In 1989, Lydon moved back to the San Francisco Bay Area, following her daughter, Shuna, who was enrolling in photography at California College of the Arts. Lydon settled in East Oakland, and in 1996 began writing for the Oakland Tribune and the associated ANG newspapers. She rose to the position of regional director and editor. In 2001, she started the popular column "Cityscape", highlighting local happenings.

==Knitting==
In her childhood, Lydon did some knitting, but she became more serious in college. In 1992 while birdwatching in Napa, she broke an arm and shoulder in a fall, and she used knitting as physical therapy. She became an avid knitter, and wrote about the subject, humorously questioning whether she was a "Master knitter or demon knitter. You be the judge." Her best work was a series of shawls woven in a feather-and-fan pattern from qiviut, the fine inner hair of the muskox. She traveled the world to interview knitting women of various cultures that had retained the history and custom of knitting. From this material, she published two books: The Knitting Sutra (1997) and Knitting Heaven and Earth: Healing the Heart With Craft, the latter published in June 2005 just prior to her death in July. She likened knitting to prayer beads ("one prayer for each bead or each stitch") and devotional meditation: "I crave more deeply a communion with nature, with palpable works that emanate from the hands of God. I am a woman... I know how to pray with my hands, and I need those prayers to connect me with the earth." Lydon led knitting workshops at various places including Esalen.

==Memoir==
Beginning in 1990, Don Katz began interviewing Lydon and her birth family the Gordons for his book Home Fires, published in 1992. The book was hailed as an unvarnished look at the struggles of a typical post-war American family in which the children rebelled and developed into adults in ways that were not foreseen by the parents. At the same time, Lydon started writing a memoir about her own life, published in 1993 as Take The Long Way Home: Memoirs Of A Survivor. Lydon's memoir focused on the more troubling aspects of her life, especially drug abuse, addiction, and incest. The Los Angeles Times reviewed the book as "extremely brave and moving". Lydon named her alcoholic grandfather as the likely malefactor of sexual abuse committed when she was two years old. Lydon was conflicted, certain that something bad had happened to her, but pleading "How will I ever know for sure?" Laura Shapiro of The New York Times was unimpressed with Lydon's revelation of childhood incest, accusing Lydon of a "fatal fondness for easy answers." Shapiro opined that Lydon had failed to achieve the perspective of objectivity, despite her years of self-analysis at Arica.

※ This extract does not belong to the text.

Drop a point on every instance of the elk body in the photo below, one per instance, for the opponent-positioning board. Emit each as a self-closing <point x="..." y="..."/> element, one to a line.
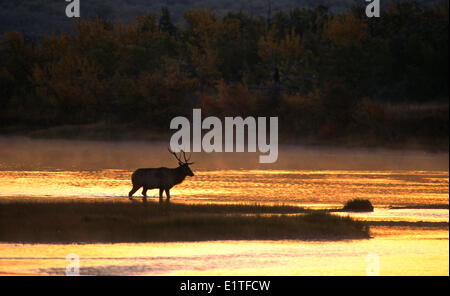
<point x="160" y="178"/>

Lydon retreated every summer to a cabin on the Russian River to write, knit and birdwatch with women friends. She regularly spoke to recovering drug addicts about her experience. In 1994, Lydon had a kidney removed to treat renal cancer. In 2002, she took medical leave from her newspaper to fight breast cancer with chemotherapy and radiation. Treatment continued until April 2004, when liver cancer was discovered. In what would be the last weeks of her life, she went to Boca Raton in Florida to enter hospice and be with her sister, brother, mother, and daughter. She died of liver cancer on July 15, 2005, at the age of 61.